PBclassifier: Multivariable Isotonic Classification using Projective Bayes

View source: R/fun.R

PBclassifierR Documentation

Multivariable Isotonic Classification using Projective Bayes

Description

Estimates a monotone binary classification rule for multivariate features using a projective Bayes classifier. The classifier is obtained by projecting an unconstrained nonparametric Bayes estimator onto the partial ordering subspace defined by the assumption that the outcome probability is nondecreasing in each feature. The projection is computed using a recursive sequential update algorithm that yields the exact Bayes solution maximizing the posterior gain. Both a down-up ("DU") and an up-down ("UD") algorithm are available.

Usage

PBclassifier(X, y, method = "DU", a0 = 0.5, b0 = 0.5, t0 = 0.5)

Arguments

X

a numeric matrix of observed feature combinations, one row per observation, where repeated rows are expected. Each column represents a feature (e.g., a dose component or experimental factor) and each row represents the feature combination observed for one unit.

y

a binary numeric vector of length nrow(X) indicating the observed outcome for each observation (1 = event, 0 = no event).

method

a character string specifying the search strategy for finding the optimal monotone classification, either "DU" (down-up) or "UD" (up-down). Defaults to "DU".

a0

a positive numeric value specifying the shape1 hyperparameter of the Beta prior in the Beta-Binomial conjugate model. Defaults to 0.5 (Jeffreys prior).

b0

a positive numeric value specifying the shape2 hyperparameter of the Beta prior in the Beta-Binomial conjugate model. Defaults to 0.5 (Jeffreys prior).

t0

a numeric value in (0,1) specifying the threshold on the response rate used to classify each feature combination as event or no-event. Defaults to 0.5.

Value

A list of class "pbc" containing the following components:

alldoses

a numeric matrix of unique feature combinations

M

a numeric vector of observation counts at each feature combination

S

a numeric vector of event counts at each feature combination

yhat

a binary numeric vector of the optimal monotone classification for each feature combination (1 = event, 0 = no event)

pt

a numeric vector of posterior probabilities that the true response rate exceeds t0 at each feature combination

logH

the log posterior probability of the optimal classification

References

Cheung YK, Diaz KM. Monotone response surface of multi-factor condition: estimation and Bayes classifiers. J R Stat Soc Series B Stat Methodol. 2023 Apr;85(2):497-522. doi: 10.1093/jrsssb/qkad014. Epub 2023 Mar 22. PMID: 38464683; PMCID: PMC10919322.

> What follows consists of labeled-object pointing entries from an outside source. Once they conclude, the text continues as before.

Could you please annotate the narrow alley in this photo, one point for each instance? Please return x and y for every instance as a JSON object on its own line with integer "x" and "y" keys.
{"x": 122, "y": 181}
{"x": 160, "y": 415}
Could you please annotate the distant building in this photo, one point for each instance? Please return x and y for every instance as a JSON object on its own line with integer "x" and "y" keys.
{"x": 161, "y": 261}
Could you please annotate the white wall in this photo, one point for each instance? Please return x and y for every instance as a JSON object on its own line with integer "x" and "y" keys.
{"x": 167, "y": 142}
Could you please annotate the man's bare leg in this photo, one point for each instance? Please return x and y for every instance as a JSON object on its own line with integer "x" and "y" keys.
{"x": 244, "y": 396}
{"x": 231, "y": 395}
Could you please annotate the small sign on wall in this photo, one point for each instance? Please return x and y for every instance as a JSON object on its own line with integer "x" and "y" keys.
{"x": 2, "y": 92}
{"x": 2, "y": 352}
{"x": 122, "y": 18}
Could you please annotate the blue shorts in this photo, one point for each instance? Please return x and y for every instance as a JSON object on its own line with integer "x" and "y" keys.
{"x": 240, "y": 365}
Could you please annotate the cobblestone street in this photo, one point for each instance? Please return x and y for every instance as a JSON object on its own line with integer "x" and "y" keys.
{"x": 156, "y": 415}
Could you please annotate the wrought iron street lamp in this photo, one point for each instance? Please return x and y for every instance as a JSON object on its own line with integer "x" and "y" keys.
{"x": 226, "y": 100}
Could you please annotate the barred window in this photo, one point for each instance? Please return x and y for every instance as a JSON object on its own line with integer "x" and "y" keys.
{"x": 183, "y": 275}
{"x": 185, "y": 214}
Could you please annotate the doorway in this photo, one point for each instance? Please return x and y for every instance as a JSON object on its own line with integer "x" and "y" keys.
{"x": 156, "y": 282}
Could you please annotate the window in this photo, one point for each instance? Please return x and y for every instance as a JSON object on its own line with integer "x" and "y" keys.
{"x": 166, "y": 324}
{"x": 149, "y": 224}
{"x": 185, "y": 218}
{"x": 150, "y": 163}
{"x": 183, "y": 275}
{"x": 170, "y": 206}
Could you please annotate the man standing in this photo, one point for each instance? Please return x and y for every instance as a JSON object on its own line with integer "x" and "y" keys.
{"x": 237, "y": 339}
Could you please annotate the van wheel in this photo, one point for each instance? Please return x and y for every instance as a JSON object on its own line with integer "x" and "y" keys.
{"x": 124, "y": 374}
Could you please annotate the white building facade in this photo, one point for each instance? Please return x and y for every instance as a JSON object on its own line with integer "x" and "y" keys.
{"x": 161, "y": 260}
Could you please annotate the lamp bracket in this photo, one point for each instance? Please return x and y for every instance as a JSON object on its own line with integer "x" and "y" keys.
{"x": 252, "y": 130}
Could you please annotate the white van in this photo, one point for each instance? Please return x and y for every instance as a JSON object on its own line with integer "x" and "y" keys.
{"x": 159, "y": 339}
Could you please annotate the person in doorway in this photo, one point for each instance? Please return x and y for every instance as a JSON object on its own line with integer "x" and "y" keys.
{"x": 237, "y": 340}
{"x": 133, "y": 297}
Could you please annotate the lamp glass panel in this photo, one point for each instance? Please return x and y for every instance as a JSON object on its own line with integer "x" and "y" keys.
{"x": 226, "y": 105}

Cheung YK, Kuhn L. Evaluating multiplex diagnostic test using partially ordered Bayes classifier. Ann Appl Stat. In press.

Examples

A <- as.matrix(expand.grid(rep(list(0:1), 6)))
set.seed(2025)
X <- A[sample(nrow(A),size=500, replace = TRUE),]
y <- as.numeric(rowSums(X)>=3)
PBclassifier(X,y)

McMiso documentation built on April 4, 2026, 1:07 a.m.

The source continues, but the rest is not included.